Many know Component Failure Impact Analysis (CFIA) is somehow related to Problem and Availability Management, yet it remains at best a fuzzy concept for most.
While CFIA is impressive sounding, it is really just a way of evaluating (and predicting) the impact of failures, and locating Single Points of Failure (SPOF). CFIA can:
- Identify Configuration Items (CIs) that can cause an outage
- Locate CIs that have no backup
- Evaluate the risk of failure for each CI
- Justify future investments
- Assist in CMDB creation and maintenance
All it takes to gain these benefits is an Excel Spreadsheet or some graph paper. Following are the 3 steps to success with Component Failure Impact Assessment.
- Select an IT Service, and get the list of CIs, hopefully from Configuration Management, upon which the IT Service depends.
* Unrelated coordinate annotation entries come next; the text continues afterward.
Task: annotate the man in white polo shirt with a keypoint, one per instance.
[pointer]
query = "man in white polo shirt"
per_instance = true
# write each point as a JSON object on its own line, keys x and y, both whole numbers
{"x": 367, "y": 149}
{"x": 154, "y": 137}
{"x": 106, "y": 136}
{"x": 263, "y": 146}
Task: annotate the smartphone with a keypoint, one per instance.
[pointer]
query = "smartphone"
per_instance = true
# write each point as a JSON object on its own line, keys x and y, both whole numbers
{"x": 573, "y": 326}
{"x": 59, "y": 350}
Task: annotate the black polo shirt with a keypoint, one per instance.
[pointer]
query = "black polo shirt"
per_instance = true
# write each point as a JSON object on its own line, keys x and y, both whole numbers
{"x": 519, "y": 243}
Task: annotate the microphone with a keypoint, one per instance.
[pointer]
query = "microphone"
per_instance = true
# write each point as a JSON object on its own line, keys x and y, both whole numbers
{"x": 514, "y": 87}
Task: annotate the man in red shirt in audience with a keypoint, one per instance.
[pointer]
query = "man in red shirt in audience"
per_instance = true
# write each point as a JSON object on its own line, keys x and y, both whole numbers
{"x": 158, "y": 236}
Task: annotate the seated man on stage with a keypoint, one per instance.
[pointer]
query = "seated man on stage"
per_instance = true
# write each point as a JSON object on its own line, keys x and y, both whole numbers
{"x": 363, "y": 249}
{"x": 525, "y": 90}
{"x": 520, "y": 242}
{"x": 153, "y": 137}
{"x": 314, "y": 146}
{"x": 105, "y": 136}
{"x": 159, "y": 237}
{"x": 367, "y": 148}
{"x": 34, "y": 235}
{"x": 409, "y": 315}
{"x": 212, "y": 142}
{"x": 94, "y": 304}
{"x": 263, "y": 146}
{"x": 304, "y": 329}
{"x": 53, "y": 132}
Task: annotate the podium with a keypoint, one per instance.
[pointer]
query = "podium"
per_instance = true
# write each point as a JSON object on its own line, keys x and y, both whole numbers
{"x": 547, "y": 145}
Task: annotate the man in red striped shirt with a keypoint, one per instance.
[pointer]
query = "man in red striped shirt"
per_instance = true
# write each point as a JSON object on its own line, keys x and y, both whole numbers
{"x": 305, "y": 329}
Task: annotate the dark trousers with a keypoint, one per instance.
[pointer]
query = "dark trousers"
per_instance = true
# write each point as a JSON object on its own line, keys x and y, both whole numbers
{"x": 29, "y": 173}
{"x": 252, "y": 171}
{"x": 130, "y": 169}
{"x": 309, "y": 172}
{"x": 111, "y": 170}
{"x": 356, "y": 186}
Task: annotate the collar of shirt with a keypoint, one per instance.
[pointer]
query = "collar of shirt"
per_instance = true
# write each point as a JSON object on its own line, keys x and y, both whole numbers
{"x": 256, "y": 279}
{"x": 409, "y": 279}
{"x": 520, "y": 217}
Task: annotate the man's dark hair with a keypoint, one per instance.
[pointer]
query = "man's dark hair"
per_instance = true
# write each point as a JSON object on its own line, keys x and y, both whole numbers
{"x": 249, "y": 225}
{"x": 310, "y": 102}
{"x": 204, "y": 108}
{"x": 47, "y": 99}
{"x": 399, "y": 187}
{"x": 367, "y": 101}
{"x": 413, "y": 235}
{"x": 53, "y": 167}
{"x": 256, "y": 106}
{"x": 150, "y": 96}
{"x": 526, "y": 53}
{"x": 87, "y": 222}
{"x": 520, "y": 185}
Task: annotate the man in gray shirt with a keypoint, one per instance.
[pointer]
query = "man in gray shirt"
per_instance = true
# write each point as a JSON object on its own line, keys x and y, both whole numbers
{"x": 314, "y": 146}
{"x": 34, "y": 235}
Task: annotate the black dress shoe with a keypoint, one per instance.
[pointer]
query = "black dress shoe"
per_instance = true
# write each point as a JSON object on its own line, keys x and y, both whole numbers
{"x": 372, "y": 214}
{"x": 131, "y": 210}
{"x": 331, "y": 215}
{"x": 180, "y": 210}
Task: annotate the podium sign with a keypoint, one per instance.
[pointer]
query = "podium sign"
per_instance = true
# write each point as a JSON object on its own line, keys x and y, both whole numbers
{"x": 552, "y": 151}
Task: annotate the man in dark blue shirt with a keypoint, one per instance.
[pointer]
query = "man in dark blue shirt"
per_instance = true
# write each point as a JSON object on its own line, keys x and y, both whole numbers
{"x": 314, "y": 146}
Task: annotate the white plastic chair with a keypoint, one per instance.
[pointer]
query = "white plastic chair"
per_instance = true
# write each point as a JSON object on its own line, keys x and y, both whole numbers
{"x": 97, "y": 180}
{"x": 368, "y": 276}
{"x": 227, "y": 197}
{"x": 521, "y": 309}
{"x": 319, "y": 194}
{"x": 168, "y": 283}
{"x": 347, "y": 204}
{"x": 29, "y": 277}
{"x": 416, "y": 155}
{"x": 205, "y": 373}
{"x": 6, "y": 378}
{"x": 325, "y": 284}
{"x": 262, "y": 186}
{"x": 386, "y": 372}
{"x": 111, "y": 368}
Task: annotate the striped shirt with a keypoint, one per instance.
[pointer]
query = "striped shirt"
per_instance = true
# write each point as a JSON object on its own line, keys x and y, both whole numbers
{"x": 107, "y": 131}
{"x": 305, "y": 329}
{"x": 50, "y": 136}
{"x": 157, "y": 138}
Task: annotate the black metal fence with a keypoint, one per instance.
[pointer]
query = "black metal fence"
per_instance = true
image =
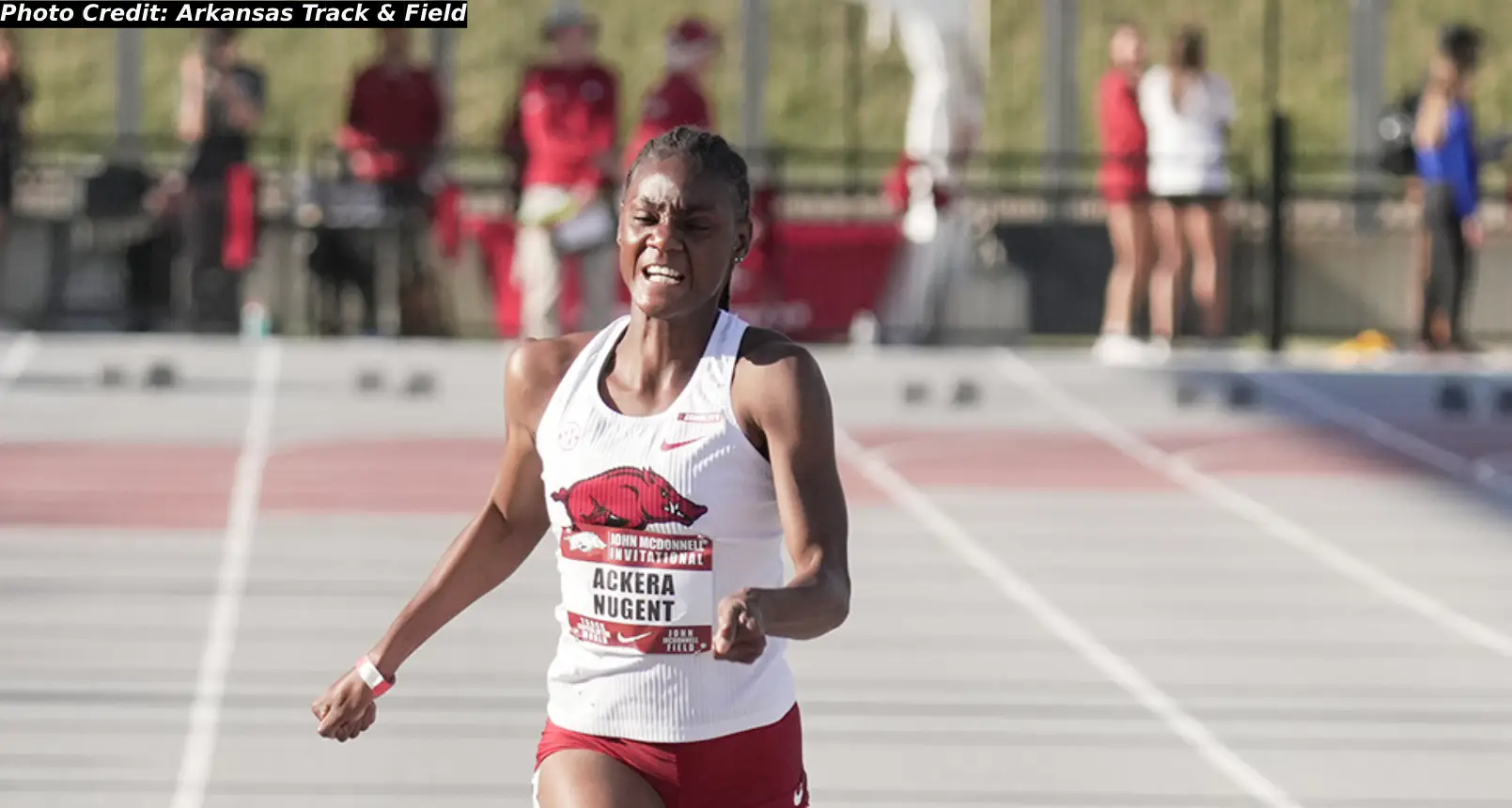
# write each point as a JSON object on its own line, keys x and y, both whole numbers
{"x": 1328, "y": 252}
If there is no formal Configuration Management Database CMDB, then ask around IT for documentation, paper diagrams and general knowledge.
- Using a spread sheet or graph paper, list CIs in one column and the IT Service(s) across the top row. Then, for each CI, under each service:
- Mark “X” in the column if a CI failure causes an outage
- Mark “A” when the CI has an immediate backup (“hot-start”)
- Mark “B” when the CI has an intermediate backup (“warm-start”)
You now have a basic CFIA matrix! Every “X” and “B” is a potential liability, the final step is to develop a Request for Change (RFC):
- Examine first the “X’s”, then the “B’s”, by asking the following questions:
- Is this CI a SPOF?
- What is the Business/Customer impact of this CI failing? How many Users would be impacted? What would be the cost to the Business?
- What is the probability of failure? Is there anything we can do differently to avoid this impact?
- Are there design changes that could prevent this impact? Should we propose redundancy or some form of resiliency? What would redundancy cost?
As you get good at CFIA, consider expanding your CFIA matrix to include the procedure used to recover from a CI failure as a row across the bottom of your CFIA matrix. (Of course, this requires that you are mature enough to have written procedures!) Adding documented response procedures to your CFIA matrix lets you examine the organization as well as infrastructure. Ask yourself:
- How do we respond when this CI fails?
- What procedures do we follow? Are these procedures documented? Could they be improved? Could they be automated?
- Can we improve the procedure through staff training? New tools or techniques?
- Could preventative maintenance have helped avoid this problem?
Sound CFIA at any level (infrastructure, organization or both) delivers RFCs that can deliver real improvements to the Business without requiring high process maturity or expensive supporting software. There are some IT-centric benefits to CFIA as well, including a head-start on IT Service Continuity Management; Aiding Configuration Management which benefits from the addition of recovery procedures to the CMDB; and Problem and Incident Management who may follow these procedures. All in all another win-win! Without expensive tools, new dedicated resources or complex systems.